Nintendo Switch Online is expected to be a game-changer for the Japanese brand. The subscription-based multi-player gaming system is the brand’s answer to PlayStation Plus and Xbox Live Gold, representing a return to market leadership for Nintendo.

Nintendo Switch Online went live this week, allowing players to access multiplayer, cloud saves and a collection of 20 classic NES games through an online subscription service for $20 a year.

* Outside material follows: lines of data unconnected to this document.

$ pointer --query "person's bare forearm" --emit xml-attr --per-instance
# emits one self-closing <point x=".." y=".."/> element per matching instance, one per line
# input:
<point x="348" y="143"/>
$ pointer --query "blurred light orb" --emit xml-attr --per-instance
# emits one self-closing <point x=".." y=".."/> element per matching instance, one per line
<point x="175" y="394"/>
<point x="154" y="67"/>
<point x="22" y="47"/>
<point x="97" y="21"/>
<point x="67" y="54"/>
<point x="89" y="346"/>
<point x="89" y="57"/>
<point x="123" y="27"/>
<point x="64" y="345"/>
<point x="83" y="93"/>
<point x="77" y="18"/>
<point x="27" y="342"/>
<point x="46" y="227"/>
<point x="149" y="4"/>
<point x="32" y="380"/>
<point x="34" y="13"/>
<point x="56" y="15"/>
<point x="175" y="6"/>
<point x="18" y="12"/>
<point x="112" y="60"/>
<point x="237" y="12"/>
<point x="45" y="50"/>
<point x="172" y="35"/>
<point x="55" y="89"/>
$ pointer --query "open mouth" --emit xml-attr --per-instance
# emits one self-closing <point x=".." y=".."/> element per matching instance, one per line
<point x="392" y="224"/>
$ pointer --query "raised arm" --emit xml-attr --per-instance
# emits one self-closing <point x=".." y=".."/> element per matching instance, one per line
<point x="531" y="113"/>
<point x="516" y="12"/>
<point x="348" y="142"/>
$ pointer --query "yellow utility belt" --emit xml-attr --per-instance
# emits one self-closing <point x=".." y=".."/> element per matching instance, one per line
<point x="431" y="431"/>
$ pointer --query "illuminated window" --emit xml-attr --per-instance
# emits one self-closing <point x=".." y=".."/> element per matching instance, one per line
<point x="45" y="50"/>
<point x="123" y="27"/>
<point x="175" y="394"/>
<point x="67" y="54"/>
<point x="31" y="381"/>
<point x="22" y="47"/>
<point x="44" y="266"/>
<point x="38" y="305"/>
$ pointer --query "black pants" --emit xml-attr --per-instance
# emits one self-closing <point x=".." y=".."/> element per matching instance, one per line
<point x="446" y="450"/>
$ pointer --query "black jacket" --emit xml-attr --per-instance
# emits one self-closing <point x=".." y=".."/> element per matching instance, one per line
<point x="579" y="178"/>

At launch there are 20 titles, with more to come each month.

  • Soccer
  • Tennis
  • Donkey Kong
  • Mario Bros.
  • Super Mario Bros.
  • Balloon Fight
  • Ice Climber
  • Mario
  • The Legend of Zelda
  • Super Mario Bros. 3
  • Double Dragon
  • River City Ransom
  • Ghosts’n Goblins
  • Tecmo Bowl
  • Gradius
  • Pro Wrestling
  • Excitebike
  • Yoshi
  • Ice
  • Hockey
  • Baseball

The original Nintendo Switch console launched in March 2017, and by December, the console had 7 million-plus sellers, making it the company’s fastest-selling console in the US ever.

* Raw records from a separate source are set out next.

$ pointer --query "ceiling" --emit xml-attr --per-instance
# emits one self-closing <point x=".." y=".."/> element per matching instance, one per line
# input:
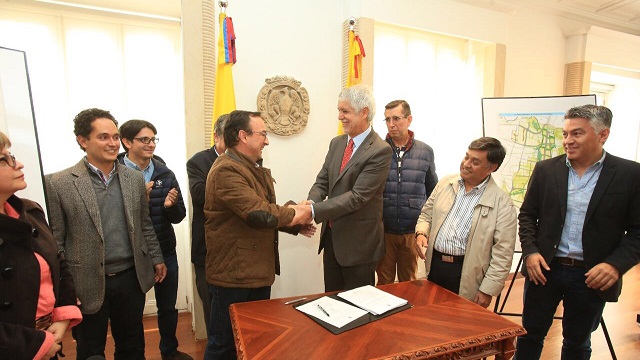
<point x="619" y="15"/>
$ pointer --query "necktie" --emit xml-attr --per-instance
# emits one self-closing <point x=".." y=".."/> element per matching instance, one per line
<point x="347" y="154"/>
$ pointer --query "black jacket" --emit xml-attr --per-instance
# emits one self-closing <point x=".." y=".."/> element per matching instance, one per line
<point x="198" y="168"/>
<point x="611" y="231"/>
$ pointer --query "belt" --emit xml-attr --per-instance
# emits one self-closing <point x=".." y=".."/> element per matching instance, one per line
<point x="120" y="272"/>
<point x="44" y="322"/>
<point x="448" y="258"/>
<point x="569" y="261"/>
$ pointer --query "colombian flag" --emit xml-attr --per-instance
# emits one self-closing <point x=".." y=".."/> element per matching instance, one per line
<point x="356" y="53"/>
<point x="224" y="98"/>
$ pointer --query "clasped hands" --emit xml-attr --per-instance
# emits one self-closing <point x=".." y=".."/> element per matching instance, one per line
<point x="303" y="217"/>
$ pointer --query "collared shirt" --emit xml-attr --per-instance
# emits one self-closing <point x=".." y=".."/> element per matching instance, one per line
<point x="106" y="178"/>
<point x="579" y="191"/>
<point x="454" y="232"/>
<point x="358" y="139"/>
<point x="146" y="172"/>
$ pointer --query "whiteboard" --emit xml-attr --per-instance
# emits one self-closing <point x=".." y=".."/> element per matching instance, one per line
<point x="530" y="128"/>
<point x="17" y="121"/>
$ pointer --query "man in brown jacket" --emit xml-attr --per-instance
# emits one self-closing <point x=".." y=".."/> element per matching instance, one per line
<point x="241" y="227"/>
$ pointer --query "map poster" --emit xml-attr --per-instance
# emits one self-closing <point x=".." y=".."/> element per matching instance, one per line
<point x="531" y="130"/>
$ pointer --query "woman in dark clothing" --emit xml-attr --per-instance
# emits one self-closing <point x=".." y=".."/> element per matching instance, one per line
<point x="37" y="298"/>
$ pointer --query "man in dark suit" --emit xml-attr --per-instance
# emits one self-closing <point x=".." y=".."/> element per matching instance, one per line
<point x="580" y="232"/>
<point x="198" y="168"/>
<point x="347" y="195"/>
<point x="100" y="220"/>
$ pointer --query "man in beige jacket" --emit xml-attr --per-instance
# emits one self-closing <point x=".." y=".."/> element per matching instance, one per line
<point x="468" y="227"/>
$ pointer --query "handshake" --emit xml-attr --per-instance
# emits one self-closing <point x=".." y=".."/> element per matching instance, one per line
<point x="302" y="217"/>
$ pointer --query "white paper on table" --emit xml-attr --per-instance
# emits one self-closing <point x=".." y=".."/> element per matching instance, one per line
<point x="340" y="313"/>
<point x="372" y="299"/>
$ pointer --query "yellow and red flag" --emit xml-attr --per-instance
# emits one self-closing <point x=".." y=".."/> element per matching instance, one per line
<point x="356" y="54"/>
<point x="224" y="97"/>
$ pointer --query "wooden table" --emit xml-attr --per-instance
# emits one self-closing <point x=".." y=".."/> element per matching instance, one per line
<point x="441" y="325"/>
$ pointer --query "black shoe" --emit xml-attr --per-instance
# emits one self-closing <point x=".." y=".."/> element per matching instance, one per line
<point x="178" y="355"/>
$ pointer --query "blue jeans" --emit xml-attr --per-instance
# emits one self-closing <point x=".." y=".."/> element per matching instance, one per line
<point x="221" y="345"/>
<point x="166" y="296"/>
<point x="582" y="313"/>
<point x="122" y="307"/>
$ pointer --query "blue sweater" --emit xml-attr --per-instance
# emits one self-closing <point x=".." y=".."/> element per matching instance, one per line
<point x="408" y="186"/>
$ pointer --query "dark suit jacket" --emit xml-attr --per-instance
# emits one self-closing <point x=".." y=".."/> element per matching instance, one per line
<point x="352" y="199"/>
<point x="77" y="229"/>
<point x="20" y="281"/>
<point x="198" y="168"/>
<point x="611" y="230"/>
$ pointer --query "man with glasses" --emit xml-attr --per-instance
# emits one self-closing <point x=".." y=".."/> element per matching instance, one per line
<point x="411" y="179"/>
<point x="166" y="207"/>
<point x="100" y="220"/>
<point x="468" y="227"/>
<point x="241" y="228"/>
<point x="197" y="169"/>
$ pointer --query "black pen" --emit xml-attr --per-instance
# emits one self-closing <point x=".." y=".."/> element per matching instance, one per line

As Digital Trends reports, “The Switch manages to blend Nintendo’s penchant for weird, gimmicky hardware with the high quality design we’ve come to expect of consoles in the modern era. From a hardware perspective, it is the best console from the company in generations — possibly ever.”

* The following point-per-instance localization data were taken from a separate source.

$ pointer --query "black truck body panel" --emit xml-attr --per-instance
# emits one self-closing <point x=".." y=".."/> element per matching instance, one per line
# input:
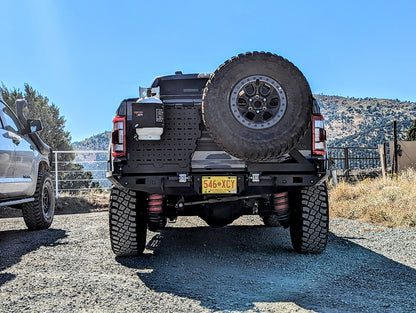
<point x="155" y="166"/>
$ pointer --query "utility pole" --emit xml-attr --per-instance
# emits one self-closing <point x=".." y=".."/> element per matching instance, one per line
<point x="395" y="150"/>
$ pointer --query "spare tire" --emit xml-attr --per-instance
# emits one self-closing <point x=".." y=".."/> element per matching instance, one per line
<point x="257" y="106"/>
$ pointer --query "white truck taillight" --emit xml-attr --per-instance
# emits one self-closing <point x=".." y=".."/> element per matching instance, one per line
<point x="318" y="135"/>
<point x="118" y="136"/>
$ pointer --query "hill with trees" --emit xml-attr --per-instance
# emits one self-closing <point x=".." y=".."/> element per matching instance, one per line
<point x="349" y="122"/>
<point x="365" y="122"/>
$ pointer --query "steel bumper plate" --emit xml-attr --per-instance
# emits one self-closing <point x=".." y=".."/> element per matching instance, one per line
<point x="219" y="184"/>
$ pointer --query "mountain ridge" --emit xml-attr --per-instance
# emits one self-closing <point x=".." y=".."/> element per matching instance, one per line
<point x="349" y="121"/>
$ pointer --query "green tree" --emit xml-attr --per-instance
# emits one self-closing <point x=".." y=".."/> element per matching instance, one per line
<point x="71" y="175"/>
<point x="411" y="132"/>
<point x="38" y="107"/>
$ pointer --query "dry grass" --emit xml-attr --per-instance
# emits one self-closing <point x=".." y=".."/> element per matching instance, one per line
<point x="383" y="201"/>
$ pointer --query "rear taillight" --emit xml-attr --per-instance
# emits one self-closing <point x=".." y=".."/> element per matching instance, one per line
<point x="118" y="136"/>
<point x="319" y="135"/>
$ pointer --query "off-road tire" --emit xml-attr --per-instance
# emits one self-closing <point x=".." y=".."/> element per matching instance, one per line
<point x="39" y="213"/>
<point x="271" y="220"/>
<point x="310" y="220"/>
<point x="261" y="139"/>
<point x="128" y="222"/>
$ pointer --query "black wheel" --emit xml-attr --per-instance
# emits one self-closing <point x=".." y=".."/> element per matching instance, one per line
<point x="39" y="213"/>
<point x="257" y="106"/>
<point x="271" y="220"/>
<point x="128" y="222"/>
<point x="310" y="221"/>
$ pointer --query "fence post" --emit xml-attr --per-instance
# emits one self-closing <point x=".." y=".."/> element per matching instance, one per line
<point x="395" y="166"/>
<point x="346" y="162"/>
<point x="383" y="159"/>
<point x="56" y="175"/>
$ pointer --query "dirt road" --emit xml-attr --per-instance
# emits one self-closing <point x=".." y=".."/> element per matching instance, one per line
<point x="190" y="267"/>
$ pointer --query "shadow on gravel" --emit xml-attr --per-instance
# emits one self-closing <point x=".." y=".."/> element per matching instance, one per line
<point x="242" y="268"/>
<point x="14" y="244"/>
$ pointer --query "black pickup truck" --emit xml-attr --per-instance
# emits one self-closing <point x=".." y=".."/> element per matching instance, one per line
<point x="247" y="139"/>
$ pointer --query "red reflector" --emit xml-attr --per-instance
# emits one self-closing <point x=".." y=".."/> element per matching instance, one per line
<point x="118" y="136"/>
<point x="318" y="135"/>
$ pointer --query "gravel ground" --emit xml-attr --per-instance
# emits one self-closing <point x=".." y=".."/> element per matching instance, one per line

Business Insider offers these statistics from 2017:

  • Seven Switch games published by Nintendo have sold over 1 million copies each. And “Super Mario Odyssey” has sold nearly 10 million copies.
  • In less than a year, the Nintendo Switch has outsold the console it replaced. And there are no signs of slowing.
  • Nintendo intentionally stacked the year with big game launches.
  • Over 60% of Switch owners bought “Super Mario Odyssey.”
  • Nintendo sold over 4 million mini Super Nintendo consoles.
  • “Super Mario Run” remains very popular, with 20 million people playing every month.

Shuntaro Furukawa, Nintendo president, has plans to build Nintendo into a billion-dollar business. “The idea that something will emerge that transforms into something big, in the same manner as game consoles, is the defining motive of the Nintendo business,” he said. “From what I can see, smartphone games are the ones I want to expand the most.”

As Business Insider notes, Nintendo has several things going for it: first-party titles, a massive library of older games, a growing number of indie titles, and the nostalgia factor. Nintendo was founded in 1889 as Nintendo Koppai, and made a range of playing card products.

“The Switch was a big bet for Nintendo. The company was coming off of the nascent Wii U, which besides Mario Kart 8 and Splatoon, was a game system without good games. It seemed Nintendo had lost its edge,” reports Tech Crunch. “Now that the Switch is a success, Nintendo needs to maintain it by building and supporting a robust ecosystem of games.”